Citing what he says is a “widespread problem,” Democratic Sen. Chris Van Hollen announced that he will introduce legislation designed to prevent airlines from forcibly removing ticketed passengers from flights. 

The Maryland lawmaker is circulating a letter on Capitol Hill asking for support for his “Customers Not Cargo Act,” which the letter says will “prohibit airlines from forcibly removing passengers after they have already boarded the plane due to oversales or airline staff seeking to fly as passengers.” The legislation comes amid calls for congressional hearings about passenger rights after the emergence of a video showing United Airlines having a passenger dragged off a plane scheduled to fly from Chicago to Louisville over the weekend.

International Business Times reported this week that less than three years before the incident, United Airlines told federal regulators that “every ticket, of course, guarantees a passenger a seat on the plane.” In an interview with IBT, Van Hollen said the video appeared to contradict that 2014 statement by United to the Department of Transportation.

“Clearly that’s not what they did in this instance or other instances,” Van Hollen said. “What’s pretty clear is that it is not uncommon for airlines when they overbook to not only tell passengers at the gate that they are involuntarily bumped, but passengers who have actually got on the airplane.”

Van Hollen said his legislation will target a 2008 federal rule that caps the amount that airlines must pay to ticketed passengers who are involuntarily removed from flights. That provision currently limits the payout to $1,350. The Democratic senator says that creates a financial incentive for airlines to forcibly remove passengers.

“The airline should be required to offer the passengers an incentive that gets someone to volunteer to deplane, rather than drag them off — and right now the incentives are in the wrong direction,” he told IBT. “There will be a price point at which someone will voluntarily get off the airplane. That’s what airlines should be required to do.”

In recent years, United has spent millions on federal lobbying and campaign contributions as the company and the larger airline industry has thwarted a series of passenger rights bills proposed in Congress. Van Hollen, though, suggested that the video — and the international outrage it has prompted — could provide a political boost to his initiative.
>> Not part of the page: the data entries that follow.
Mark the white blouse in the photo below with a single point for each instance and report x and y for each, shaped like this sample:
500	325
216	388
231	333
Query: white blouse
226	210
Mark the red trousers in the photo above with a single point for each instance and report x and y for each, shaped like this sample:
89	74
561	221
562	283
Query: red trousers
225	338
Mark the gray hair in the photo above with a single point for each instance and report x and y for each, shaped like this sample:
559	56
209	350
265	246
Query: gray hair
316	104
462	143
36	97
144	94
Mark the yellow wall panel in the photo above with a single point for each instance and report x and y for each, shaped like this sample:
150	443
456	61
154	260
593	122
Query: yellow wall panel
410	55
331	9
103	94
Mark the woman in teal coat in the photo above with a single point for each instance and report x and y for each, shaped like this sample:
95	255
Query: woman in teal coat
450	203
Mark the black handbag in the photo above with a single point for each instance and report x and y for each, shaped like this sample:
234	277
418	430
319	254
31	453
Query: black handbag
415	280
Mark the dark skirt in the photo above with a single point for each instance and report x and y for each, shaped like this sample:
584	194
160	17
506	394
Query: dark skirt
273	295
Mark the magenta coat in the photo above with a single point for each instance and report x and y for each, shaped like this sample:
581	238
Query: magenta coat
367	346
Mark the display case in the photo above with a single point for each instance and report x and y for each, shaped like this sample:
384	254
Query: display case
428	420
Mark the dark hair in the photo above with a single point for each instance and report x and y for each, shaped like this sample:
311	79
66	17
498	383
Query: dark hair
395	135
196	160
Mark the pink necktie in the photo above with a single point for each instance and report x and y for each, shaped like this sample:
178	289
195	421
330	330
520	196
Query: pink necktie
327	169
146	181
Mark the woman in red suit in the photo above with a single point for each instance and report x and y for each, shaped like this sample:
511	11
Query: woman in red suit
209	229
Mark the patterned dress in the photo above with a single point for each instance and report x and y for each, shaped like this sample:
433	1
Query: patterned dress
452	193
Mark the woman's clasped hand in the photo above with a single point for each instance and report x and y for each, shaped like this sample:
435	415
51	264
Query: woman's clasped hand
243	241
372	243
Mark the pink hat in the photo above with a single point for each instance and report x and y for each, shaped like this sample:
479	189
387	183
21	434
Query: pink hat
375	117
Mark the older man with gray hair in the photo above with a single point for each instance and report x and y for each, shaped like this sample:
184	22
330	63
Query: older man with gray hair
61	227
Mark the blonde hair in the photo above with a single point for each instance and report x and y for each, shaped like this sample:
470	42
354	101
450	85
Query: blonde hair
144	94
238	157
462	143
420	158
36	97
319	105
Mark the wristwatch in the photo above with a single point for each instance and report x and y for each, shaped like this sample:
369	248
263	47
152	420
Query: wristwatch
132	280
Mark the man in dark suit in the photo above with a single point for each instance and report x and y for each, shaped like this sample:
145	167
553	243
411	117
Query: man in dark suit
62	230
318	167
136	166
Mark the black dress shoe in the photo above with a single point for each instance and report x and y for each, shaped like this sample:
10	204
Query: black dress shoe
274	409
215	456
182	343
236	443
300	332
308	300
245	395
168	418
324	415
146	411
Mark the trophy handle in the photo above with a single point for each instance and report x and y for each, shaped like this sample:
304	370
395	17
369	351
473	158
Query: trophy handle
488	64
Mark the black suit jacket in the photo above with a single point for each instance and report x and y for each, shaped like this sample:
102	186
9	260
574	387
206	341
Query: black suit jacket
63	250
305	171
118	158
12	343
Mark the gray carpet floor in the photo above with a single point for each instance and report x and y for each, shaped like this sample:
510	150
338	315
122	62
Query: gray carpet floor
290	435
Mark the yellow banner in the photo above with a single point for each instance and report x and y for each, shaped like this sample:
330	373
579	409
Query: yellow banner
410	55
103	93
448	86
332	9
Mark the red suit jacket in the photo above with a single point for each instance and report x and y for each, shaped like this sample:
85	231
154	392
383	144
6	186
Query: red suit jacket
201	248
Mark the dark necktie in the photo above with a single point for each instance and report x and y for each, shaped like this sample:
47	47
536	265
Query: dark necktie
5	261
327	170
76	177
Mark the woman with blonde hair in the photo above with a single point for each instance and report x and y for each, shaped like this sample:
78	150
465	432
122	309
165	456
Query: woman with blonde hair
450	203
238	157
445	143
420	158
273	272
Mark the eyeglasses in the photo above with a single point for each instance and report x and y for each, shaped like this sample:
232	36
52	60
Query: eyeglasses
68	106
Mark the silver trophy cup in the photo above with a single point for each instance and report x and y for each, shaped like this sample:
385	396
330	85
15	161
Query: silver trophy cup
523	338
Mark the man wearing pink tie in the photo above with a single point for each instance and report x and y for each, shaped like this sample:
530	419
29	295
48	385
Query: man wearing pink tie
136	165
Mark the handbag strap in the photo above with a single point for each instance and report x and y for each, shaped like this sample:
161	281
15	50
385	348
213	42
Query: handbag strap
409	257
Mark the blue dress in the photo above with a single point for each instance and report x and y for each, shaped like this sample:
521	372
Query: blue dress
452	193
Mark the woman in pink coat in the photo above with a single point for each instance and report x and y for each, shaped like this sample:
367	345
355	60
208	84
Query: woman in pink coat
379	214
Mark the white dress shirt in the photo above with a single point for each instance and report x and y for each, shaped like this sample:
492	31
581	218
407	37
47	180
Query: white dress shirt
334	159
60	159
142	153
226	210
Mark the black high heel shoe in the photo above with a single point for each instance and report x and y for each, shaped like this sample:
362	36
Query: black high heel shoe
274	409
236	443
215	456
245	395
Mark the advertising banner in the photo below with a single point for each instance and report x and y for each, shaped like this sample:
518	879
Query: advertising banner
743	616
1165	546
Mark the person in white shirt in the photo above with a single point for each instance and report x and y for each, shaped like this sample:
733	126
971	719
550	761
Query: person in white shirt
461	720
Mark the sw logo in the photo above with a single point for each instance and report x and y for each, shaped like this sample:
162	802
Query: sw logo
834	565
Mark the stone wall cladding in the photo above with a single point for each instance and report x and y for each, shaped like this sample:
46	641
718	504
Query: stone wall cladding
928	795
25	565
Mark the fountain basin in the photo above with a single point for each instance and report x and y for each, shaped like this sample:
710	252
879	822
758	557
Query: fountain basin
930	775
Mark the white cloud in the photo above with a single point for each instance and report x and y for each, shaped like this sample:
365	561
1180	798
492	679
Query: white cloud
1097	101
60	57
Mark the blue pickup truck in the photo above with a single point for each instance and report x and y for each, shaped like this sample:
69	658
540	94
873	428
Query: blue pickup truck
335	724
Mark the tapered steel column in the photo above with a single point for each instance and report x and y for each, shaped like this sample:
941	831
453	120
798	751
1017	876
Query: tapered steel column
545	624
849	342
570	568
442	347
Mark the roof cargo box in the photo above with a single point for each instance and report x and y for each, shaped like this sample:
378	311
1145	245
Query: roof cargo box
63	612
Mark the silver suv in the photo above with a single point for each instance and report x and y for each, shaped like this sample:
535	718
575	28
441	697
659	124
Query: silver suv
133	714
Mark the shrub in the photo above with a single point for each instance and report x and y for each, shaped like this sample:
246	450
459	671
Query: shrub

“When these issues have come up in the past with respect to passengers rights, there has been a lot of lobbying by the airlines,” he said. “I’m really glad in this instance we have this video that has shone a light on what can happen. People are being involuntarily removed from airlines and this just highlights what can happen when that gets out of control. This has pulled back the veil on the indignities that passengers experience on a regular basis.”